Confesso que me sinto incapaz de definir, de maneira clara e concisa, a base da diferença entre os dias atuais e de 30 anos atrás. Talvez seja a simplicidade, mas pode ser a velocidade, ou talvez mudanças de valores. Mas a realidade é que além dos avanços científicos e tecnológicos, o comportamento das pessoas mudou radicalmente.
Para começar, há 30 anos, a comunidade das pessoas circundava a vila, no máximo o bairro onde se viva, hoje as comunidades virtuais permitem que a barreira seja nenhuma, no entanto, as relações que eram humanas na essência da palavra, hoje estão na fria ponta dos dedos.
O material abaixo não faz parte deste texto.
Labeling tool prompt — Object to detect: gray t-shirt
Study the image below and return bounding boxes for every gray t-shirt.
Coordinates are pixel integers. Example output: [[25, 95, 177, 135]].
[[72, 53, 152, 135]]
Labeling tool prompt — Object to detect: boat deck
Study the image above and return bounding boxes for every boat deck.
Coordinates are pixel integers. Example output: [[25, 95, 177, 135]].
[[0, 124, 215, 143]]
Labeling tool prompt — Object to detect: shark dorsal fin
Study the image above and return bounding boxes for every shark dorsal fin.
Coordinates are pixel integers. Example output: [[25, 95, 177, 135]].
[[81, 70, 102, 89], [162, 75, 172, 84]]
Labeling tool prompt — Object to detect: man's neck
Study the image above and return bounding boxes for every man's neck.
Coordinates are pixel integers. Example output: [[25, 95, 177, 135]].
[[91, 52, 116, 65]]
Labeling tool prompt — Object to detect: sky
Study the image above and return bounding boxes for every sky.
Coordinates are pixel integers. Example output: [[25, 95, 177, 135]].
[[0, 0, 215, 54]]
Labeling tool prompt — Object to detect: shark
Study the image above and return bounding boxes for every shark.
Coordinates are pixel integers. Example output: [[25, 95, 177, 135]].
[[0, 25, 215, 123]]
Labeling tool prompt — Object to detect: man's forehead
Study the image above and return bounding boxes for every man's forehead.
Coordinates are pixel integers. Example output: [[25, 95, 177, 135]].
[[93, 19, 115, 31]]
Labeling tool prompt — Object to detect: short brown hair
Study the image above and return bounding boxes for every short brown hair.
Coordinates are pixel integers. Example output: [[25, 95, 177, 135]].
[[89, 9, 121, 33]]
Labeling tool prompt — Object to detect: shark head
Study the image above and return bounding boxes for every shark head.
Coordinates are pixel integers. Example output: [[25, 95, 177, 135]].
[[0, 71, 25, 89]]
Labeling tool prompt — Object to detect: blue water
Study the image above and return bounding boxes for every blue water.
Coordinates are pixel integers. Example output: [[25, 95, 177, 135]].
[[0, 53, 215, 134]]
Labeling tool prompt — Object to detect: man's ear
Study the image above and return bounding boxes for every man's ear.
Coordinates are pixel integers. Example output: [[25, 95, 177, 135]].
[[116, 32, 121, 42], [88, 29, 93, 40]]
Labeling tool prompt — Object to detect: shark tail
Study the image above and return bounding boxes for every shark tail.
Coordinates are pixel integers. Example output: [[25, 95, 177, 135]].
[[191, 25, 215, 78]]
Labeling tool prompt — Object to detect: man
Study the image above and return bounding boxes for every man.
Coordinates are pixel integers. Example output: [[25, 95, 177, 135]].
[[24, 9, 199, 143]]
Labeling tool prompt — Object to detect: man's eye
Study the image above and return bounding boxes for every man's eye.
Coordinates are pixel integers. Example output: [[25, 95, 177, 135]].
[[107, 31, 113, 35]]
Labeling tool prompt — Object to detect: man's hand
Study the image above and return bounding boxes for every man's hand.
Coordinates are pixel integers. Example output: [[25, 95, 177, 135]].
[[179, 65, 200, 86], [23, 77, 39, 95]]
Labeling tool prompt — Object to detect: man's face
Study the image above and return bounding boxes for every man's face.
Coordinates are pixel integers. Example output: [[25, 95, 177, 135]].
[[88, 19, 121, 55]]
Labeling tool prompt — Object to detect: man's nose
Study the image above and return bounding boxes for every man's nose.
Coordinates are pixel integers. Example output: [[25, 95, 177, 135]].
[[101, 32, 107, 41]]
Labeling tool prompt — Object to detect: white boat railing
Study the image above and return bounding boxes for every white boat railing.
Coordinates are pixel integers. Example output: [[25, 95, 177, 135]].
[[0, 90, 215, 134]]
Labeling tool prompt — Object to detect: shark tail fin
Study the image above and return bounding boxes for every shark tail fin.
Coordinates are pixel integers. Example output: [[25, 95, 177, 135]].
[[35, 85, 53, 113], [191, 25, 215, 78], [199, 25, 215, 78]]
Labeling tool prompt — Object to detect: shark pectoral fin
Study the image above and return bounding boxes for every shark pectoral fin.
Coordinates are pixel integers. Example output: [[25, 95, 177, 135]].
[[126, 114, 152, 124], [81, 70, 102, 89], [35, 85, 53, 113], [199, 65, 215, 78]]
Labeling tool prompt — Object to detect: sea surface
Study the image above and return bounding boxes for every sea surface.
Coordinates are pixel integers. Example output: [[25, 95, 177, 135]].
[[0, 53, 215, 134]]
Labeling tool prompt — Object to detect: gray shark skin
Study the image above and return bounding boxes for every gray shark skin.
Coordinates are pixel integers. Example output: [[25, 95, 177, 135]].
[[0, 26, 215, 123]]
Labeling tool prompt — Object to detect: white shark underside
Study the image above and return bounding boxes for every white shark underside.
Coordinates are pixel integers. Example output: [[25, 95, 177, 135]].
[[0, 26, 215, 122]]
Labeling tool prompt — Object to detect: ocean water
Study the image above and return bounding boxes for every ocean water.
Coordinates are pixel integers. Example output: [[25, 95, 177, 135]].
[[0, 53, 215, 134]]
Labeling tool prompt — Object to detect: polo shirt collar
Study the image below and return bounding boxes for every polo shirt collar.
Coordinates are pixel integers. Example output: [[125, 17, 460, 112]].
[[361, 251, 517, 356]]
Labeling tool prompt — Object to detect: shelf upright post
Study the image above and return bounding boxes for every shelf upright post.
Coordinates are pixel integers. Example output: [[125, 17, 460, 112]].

Nossas fotos eram expostas em porta retratos que ficavam dentro de casa, hoje estas fotos precisam ganhar o mundo através das comunidades virtuais. Com isso, o vetor da satisfação foi totalmente invertido, sendo mais importante mostrar a foto do que desfrutar do lugar onde estivemos de férias.
Como não existiam telefones celulares, a comunicação entre as pessoas se dava de forma muito mais pessoal. Encontrar amigos, frequentar bares e cinemas permitia conhecer pessoas e estabelecer novas amizades.
Recentemente estive em viagem no exterior e me peguei olhando cartões postais o que me fez recordar que enviar cartões postais com uma mensagem para os amigos era também uma prática comum a 20 ou 30 anos atrás. Mas hoje fica mais fácil postar as fotos no Facebook, no instante imediatamente após terem sido tiradas, assim ficam visíveis aos seus 6.792 amigos.
Amigos? Espere um momento. Como alguém pode ter mais de 6.000 amigos? Amigo é muito mais do que alguém que você troca meia dúzia de palavras ao mês. Exige atenção. Isto mesmo, amizade é algo que nasce do zero e vai se acumulando ao longo do tempo, precisa de continuo cultivo. Sinceramente não vejo a menor possibilidade de cultivar amizade com mais de 6.000 pessoas simultaneamente.
Por outro lado, sempre houve a necessidade das pessoas se conhecerem melhor. Que garoto ou garota não teve em suas mãos aquele caderno com um questionário com perguntas sobre preferências, gostos e opiniões pessoais? Esta era a maneira encontrada, naqueles tempos para melhor conhecer o perfil de uma pessoa, mas o que valia mesmo era como a pessoa era vista no grupo, caso contrário não seria sequer convidado a responder o questionário.
Mas além da necessária evolução no lado da tecnologia que criou facilidades de relacionamento, as pessoas parecem estar mais tristes, solitárias e egoístas. A família perdeu forças para relações mais fúteis. A rapidez passa por cima do capricho e da gentileza. Nos dias atuais o valor está na grandiosidade dos projetos e não na beleza e na pequenez dos detalhes. A maioria das pessoas se esquece de que uma grande arvore teve origem em uma pequena semente.
Apesar de me sentir impotente para entender estas transformações, compreendo que a natureza da vida em sociedade exige evoluções, por isso, acompanhar a evolução e saber trafegar por diferentes tipos de grupos é absolutamente necessário. Mas isto não significa a perda de valores, ao contrário colocá-los acima de qualquer outro aspecto nos torna fortes e mais próximos da essência de nossa existência que é a felicidade continuada.
Permanecer olhando para trás não nos fará melhores, mas olhar para frente, sem perder de vista o espelho retrovisor nos ajudará a ajustar o caminho de maneira a evitar tropeços, não cometer os mesmos erros e principalmente não desviar-se de seus valores e princípios. Não existe nada de mal no saudosismo, mas o caminho da vida será sempre para frente, por isso, chega de saudade.